Interestingly, 0.10 mg/kg SCH also blocked modulation of memory by exposure to the heroin CS (operant chamber) in the absence of heroin (Fig. 2C), and this may be the first evidence of involvement of the D1 receptor in conditioned memory modulation. Here, it is critical to note that the effect of SCH23390 is interpreted as a disruption of memory modulation by heroin and by the heroin CS rather than an effect on memory consolidation per se because post-training administration of 0.05 or 0.10 mg/kg SCH alone did not alter object location memory using a 24 h retention period. Because D1 receptors are known to be involved in encoding a learning signal linked to increased burst firing of DA neurons43,44,68,69, and because DA activity is involved in the formation and modulation of memory15,16,17,18, the current studies suggest that opiate reinforcers enhance memory specifically when their effects are first associated with particular responses, when the contingency between responses and drug delivery is altered, or when exposure to a heroin CS is followed by the absence of heroin delivery.

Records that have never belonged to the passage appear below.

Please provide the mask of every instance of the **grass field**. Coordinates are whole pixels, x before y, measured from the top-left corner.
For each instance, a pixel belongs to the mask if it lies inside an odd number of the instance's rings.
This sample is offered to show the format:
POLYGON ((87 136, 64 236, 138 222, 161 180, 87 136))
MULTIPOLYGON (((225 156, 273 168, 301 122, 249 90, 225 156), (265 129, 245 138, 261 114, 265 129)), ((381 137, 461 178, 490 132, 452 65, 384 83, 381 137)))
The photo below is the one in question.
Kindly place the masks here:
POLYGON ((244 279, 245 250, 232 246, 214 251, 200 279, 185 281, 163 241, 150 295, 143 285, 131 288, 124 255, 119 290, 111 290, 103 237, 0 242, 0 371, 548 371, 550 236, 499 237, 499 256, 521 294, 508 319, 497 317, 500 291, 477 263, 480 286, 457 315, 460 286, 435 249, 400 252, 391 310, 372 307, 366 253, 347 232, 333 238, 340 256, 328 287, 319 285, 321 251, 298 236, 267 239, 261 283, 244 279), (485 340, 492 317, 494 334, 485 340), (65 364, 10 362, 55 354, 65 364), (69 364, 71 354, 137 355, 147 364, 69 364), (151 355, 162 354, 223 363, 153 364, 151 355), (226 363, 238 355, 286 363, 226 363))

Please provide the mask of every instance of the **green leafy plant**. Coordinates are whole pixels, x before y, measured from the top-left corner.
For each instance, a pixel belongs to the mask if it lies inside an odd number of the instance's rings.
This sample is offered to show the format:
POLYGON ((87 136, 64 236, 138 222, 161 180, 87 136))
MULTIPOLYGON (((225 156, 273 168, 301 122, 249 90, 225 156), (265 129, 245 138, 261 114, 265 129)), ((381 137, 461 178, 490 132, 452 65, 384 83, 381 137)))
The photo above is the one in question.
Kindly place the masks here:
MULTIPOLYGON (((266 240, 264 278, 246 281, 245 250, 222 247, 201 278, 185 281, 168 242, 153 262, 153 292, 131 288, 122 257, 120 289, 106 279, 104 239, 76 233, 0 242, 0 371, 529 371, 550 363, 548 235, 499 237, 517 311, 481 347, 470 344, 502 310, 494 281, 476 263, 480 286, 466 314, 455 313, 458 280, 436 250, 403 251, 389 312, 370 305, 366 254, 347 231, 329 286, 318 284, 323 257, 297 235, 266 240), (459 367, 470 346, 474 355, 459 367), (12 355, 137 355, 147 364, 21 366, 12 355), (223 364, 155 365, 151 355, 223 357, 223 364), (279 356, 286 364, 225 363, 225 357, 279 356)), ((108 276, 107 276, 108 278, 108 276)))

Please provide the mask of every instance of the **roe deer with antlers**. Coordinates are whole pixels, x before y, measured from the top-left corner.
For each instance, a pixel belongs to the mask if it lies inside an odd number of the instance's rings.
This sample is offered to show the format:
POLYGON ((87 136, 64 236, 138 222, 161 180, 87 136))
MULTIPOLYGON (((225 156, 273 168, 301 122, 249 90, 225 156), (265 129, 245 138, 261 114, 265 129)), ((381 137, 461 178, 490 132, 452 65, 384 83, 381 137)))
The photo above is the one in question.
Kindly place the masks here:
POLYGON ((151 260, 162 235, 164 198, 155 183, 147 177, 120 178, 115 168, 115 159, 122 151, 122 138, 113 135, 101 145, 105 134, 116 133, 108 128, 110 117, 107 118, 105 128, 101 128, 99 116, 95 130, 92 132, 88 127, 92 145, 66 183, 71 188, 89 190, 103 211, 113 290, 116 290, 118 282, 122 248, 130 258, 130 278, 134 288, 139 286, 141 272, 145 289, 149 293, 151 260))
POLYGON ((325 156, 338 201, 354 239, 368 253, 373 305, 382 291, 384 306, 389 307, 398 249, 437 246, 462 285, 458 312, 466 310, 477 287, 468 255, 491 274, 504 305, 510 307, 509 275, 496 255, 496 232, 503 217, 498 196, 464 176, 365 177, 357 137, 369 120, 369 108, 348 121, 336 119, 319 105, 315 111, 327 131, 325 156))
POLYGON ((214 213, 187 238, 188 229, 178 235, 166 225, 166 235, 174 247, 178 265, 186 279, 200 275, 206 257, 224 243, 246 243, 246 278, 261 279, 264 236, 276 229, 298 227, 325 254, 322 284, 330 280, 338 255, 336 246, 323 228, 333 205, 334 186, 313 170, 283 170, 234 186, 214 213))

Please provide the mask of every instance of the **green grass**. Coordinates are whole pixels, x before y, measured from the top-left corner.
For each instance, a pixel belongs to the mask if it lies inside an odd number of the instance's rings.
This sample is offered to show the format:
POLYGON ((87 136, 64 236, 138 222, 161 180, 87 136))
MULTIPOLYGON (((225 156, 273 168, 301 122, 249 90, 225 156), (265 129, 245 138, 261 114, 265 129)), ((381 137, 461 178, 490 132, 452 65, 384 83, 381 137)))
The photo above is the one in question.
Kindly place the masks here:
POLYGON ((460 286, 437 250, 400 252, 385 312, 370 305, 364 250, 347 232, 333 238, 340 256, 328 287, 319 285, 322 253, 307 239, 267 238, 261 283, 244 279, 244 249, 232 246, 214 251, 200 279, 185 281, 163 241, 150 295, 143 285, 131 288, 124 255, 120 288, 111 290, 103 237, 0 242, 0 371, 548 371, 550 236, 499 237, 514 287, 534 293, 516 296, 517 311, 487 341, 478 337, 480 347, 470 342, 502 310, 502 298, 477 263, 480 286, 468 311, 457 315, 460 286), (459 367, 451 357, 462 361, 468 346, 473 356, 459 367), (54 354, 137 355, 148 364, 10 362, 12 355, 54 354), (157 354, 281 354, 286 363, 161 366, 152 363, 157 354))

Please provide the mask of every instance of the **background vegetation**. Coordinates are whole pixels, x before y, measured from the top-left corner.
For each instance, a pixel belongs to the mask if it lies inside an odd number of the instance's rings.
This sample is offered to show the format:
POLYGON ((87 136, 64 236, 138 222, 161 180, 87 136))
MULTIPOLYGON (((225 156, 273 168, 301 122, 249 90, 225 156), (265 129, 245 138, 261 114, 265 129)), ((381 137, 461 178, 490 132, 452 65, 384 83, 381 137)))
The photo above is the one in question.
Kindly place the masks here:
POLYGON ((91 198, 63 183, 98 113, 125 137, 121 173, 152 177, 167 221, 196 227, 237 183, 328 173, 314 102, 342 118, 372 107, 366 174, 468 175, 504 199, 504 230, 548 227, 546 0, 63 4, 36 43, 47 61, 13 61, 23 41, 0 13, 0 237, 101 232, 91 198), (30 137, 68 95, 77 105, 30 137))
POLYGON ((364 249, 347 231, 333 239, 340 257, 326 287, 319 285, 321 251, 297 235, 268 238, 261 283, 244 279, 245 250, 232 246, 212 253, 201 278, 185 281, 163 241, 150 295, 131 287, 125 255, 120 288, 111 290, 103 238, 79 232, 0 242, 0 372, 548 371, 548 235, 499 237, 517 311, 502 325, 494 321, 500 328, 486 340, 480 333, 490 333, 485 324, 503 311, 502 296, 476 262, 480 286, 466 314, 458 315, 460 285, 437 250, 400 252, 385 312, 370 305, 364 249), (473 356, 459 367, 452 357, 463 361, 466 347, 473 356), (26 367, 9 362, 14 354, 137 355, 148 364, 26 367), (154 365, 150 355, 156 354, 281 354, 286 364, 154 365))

There are a few limitations to consider when interpreting these results. First, because SCH23390 was administered systemically and D1 receptors are distributed throughout the brain70, it is not known which systems of learning and memory were affected. Consequently, it may be valuable to establish whether infusion of SCH23390 into the NAc or ventral tegmental area65,68,71 could mimic the effects of systemic administration. Moreover, there is evidence that other neuromodulatory systems, such as noradrenaline, are involved in the effects of opioid agonists on memory consolidation7,72,73,74. As well, because the effect of opioids on DA involves adrenergic inputs75, we cannot establish how blockade of D1 receptors may have impacted these other systems. Fourth, because DA levels were not measured in the current study, it is unknown whether changes in DA concentration co-occurred with changes in memory modulation. Optogenetic/DREDD/electrochemical methodologies could provide valuable insights to clarify this important question. Fifth, these studies need replication in female animals, as females acquire opiate self-administration faster, consume more drug, and appear more motivated to consume opioids76,77. Lastly, it would be important to repeat these studies using other unconditioned and conditioned drug reinforcers, such as cocaine and nicotine, to determine whether the effects found with heroin can be generalized to other drugs that are self-administered and abused by humans19.